Agree completely, but she doesn't want to violate the terms of her contract, either. Hopefully the breeder won't respond and Bunker can be transported to Dirk's Fund where he can get the training he needs.


----------



## bunker's mom (Jul 15, 2008)

*deadline for breeder*

I re-read my email - I gave the breed 24 hours from this morning. So we can get this going Sunday. Thanks everyone!

This is hurting me so so much. But I feel better knowing he will not be put down!


----------



## Maggies mom (Jan 6, 2006)

bunker's mom said:


> I re-read my email - I gave the breed 24 hours from this morning. So we can get this going Sunday. Thanks everyone!
> 
> This is hurting me so so much. But I feel better knowing he will not be put down!


I know this isnt easy, but please know that we will do *everything possible* for Bunker.


----------



## mylissyk (Feb 25, 2007)

Thank you Mary and Dirk's Fund.


----------



## AndyFarmer (Jul 9, 2007)

Maggies mom said:


> I know this isnt easy, but please know that we will do *everything possible* for Bunker.


I'm ready  poor little guy


----------



## bunker's mom (Jul 15, 2008)

*How wonderful you are!*

Thanks again! I cannot stop crying. This hurts! But it looks like you guys will really help him! 
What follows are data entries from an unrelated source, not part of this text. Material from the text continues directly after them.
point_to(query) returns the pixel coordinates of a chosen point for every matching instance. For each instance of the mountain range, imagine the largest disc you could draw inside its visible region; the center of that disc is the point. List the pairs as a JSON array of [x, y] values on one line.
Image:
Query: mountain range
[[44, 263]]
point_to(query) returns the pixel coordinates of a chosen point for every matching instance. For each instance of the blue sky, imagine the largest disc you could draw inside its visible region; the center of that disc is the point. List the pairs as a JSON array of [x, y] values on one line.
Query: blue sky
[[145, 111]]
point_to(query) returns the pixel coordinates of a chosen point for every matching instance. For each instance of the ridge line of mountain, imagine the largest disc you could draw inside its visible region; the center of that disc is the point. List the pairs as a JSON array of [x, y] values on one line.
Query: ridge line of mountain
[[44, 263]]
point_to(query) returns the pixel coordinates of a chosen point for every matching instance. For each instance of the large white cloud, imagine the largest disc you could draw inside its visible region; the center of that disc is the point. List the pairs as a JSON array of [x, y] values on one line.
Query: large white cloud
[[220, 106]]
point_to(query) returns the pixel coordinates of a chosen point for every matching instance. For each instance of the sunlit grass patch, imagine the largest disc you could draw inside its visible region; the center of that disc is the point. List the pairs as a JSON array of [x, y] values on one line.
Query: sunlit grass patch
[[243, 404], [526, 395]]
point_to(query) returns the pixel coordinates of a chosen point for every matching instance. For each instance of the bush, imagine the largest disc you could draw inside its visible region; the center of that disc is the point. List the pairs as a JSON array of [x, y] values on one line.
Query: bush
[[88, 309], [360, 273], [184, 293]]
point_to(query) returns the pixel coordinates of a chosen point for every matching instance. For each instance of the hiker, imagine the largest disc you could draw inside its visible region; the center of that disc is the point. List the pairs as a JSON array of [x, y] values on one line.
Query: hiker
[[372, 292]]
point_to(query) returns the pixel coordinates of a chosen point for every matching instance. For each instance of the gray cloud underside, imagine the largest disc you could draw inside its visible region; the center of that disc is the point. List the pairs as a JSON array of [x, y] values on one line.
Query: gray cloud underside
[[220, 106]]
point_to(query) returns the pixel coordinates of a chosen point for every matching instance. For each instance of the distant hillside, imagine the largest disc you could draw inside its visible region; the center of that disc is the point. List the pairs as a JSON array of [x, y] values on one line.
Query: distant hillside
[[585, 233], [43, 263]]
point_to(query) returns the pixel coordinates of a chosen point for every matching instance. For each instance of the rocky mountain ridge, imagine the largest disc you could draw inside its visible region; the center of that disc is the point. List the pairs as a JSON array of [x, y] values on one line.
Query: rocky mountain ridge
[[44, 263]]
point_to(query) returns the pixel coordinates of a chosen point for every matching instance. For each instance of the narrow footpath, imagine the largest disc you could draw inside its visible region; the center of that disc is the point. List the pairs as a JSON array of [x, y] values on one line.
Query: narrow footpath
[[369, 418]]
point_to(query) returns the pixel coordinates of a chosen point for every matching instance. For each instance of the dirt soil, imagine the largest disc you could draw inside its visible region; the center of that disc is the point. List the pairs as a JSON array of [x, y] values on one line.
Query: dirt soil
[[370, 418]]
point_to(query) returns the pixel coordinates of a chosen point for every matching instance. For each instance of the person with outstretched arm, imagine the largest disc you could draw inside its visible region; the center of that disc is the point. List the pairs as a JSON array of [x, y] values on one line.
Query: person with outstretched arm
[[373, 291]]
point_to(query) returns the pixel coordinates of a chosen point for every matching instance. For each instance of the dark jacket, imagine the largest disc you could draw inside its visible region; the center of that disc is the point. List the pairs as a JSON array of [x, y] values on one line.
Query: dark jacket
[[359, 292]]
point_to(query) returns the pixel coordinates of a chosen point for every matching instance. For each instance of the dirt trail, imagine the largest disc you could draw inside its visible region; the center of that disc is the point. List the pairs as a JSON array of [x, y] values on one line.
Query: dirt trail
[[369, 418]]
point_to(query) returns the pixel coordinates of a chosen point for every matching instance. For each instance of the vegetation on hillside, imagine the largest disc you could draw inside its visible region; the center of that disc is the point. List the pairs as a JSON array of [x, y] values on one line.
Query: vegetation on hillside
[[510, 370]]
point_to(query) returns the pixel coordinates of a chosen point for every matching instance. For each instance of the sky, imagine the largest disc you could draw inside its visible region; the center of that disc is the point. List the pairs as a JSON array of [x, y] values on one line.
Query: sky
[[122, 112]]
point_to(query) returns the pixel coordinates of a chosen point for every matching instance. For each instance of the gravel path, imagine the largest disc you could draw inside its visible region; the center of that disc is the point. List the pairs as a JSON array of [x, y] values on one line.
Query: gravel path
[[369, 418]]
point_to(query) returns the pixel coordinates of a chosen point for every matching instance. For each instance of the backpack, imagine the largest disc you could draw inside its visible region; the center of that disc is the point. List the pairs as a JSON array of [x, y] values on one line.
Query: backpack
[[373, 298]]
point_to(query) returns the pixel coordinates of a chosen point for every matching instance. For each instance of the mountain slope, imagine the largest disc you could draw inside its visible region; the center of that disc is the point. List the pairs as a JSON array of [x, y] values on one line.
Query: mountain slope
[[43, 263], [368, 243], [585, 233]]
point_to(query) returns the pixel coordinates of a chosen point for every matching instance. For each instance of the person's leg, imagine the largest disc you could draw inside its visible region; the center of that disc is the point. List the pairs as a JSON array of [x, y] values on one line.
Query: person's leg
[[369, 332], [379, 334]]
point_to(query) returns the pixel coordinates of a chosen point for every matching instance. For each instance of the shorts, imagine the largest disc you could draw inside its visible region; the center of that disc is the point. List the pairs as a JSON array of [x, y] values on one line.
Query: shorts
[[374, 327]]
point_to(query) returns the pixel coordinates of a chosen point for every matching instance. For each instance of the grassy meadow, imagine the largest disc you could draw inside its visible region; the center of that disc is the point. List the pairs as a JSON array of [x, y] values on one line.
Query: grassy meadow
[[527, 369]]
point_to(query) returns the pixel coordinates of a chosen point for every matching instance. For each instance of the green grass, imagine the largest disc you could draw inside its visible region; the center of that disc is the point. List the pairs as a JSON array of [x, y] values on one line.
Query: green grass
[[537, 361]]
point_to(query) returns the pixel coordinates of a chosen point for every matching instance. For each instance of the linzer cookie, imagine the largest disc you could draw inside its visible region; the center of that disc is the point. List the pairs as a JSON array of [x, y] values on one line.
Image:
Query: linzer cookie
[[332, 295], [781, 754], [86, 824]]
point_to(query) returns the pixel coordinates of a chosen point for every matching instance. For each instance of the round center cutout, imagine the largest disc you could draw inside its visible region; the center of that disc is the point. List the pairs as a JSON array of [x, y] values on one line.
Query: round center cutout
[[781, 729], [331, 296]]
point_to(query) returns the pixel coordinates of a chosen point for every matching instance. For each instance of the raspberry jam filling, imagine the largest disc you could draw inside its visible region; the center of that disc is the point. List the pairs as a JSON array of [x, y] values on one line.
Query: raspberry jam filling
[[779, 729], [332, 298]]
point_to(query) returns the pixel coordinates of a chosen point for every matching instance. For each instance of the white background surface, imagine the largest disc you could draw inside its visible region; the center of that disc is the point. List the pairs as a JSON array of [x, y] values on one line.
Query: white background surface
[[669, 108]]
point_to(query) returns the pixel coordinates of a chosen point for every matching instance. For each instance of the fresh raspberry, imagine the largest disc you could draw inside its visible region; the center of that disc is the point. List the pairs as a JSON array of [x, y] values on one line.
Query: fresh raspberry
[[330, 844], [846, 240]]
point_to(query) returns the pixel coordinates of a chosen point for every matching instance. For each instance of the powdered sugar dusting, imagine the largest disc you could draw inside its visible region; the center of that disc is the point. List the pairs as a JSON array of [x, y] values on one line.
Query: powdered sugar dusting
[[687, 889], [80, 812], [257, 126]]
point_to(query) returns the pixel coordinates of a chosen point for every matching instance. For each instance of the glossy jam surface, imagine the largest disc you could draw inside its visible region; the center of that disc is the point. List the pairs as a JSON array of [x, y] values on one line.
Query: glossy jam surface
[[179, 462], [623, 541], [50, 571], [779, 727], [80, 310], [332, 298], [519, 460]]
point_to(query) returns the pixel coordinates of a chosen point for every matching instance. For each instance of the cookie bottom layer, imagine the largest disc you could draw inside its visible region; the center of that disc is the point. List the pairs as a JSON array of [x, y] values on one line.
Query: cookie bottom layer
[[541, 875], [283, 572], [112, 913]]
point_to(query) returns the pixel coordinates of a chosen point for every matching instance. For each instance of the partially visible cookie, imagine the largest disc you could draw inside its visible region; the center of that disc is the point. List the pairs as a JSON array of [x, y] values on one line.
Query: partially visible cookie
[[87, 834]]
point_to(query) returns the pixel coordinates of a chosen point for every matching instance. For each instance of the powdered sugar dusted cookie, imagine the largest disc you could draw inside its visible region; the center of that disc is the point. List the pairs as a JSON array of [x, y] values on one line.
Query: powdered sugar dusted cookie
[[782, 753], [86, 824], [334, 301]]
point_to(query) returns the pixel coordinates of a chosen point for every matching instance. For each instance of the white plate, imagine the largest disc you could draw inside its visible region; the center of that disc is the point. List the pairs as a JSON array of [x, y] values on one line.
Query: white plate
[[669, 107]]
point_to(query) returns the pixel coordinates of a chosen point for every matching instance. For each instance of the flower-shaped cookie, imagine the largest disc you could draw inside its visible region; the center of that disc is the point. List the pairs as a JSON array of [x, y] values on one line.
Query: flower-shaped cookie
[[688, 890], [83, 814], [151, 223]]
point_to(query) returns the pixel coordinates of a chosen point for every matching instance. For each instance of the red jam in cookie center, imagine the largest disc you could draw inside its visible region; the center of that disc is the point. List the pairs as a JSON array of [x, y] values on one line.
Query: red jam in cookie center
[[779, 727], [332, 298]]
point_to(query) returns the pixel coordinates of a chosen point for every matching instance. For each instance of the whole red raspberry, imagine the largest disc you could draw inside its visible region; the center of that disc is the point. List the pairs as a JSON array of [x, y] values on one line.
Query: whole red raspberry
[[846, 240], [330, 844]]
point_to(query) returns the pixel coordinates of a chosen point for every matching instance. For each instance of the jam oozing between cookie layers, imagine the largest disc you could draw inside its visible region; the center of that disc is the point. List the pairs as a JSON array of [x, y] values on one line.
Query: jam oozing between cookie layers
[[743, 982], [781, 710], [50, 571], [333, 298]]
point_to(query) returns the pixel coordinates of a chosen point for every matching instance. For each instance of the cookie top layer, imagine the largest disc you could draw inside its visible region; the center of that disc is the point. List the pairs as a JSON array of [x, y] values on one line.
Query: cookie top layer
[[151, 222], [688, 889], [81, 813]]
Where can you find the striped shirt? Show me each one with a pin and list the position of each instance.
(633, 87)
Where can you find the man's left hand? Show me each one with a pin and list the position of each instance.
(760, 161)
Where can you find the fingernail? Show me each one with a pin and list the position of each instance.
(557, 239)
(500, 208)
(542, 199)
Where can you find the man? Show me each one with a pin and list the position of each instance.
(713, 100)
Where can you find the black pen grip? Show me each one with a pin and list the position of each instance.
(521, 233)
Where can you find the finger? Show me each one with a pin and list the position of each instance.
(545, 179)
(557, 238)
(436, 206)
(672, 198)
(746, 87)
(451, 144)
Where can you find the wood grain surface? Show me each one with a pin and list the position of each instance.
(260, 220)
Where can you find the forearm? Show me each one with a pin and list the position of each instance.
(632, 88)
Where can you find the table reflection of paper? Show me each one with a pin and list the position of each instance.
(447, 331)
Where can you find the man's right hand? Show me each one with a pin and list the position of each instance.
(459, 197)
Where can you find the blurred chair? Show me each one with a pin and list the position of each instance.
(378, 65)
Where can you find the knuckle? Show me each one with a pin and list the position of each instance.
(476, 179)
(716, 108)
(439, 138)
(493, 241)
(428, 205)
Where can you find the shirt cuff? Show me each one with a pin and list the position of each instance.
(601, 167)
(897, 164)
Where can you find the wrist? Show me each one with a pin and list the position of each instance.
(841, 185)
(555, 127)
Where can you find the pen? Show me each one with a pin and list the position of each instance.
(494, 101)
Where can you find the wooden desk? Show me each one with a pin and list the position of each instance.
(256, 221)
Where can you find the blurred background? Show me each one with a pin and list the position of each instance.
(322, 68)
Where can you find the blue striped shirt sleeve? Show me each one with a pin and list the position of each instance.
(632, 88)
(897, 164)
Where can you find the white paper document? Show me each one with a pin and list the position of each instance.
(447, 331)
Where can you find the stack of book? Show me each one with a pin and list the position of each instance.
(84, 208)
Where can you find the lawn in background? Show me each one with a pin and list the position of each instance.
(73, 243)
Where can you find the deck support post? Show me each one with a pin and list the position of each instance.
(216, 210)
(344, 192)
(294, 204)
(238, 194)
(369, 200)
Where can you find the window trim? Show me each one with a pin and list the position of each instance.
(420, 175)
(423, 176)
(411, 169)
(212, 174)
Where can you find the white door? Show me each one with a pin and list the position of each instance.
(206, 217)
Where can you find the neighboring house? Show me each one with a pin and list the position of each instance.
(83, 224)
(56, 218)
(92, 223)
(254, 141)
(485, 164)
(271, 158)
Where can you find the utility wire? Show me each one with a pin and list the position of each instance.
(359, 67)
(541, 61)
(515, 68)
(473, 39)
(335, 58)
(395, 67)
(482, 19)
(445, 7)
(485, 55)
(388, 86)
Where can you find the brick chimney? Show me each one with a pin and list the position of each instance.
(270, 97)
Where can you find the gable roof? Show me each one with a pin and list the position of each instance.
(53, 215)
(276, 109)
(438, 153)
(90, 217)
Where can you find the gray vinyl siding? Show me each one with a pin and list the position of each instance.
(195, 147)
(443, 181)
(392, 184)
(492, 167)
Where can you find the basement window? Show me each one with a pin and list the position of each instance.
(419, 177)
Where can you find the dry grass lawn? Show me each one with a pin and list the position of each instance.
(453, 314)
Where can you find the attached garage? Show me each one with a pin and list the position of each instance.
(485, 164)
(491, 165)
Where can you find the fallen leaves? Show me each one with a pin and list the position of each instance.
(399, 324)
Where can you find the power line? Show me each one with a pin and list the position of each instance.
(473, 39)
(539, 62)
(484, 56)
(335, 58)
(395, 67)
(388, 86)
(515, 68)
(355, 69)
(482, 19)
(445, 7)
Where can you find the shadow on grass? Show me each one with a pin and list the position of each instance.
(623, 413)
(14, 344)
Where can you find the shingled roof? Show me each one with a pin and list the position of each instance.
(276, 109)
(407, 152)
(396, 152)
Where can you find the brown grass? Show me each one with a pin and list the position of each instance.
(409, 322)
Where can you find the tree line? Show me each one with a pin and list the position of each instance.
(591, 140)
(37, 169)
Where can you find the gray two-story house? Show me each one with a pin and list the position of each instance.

I want this breeder never to do this again to a puppy or the family who loves them. No i do not want this boy going to her! Could never trust her with him now!


----------



## Heidi36oh (Feb 27, 2007)

bunker's mom said:


> Thanks again! I cannot stop crying. This hurts! But it looks like you guys will really help him!
> 
> I want this breeder never to do this again to a puppy or the family who loves them. No i do not want this boy going to her! Could never trust her with him now!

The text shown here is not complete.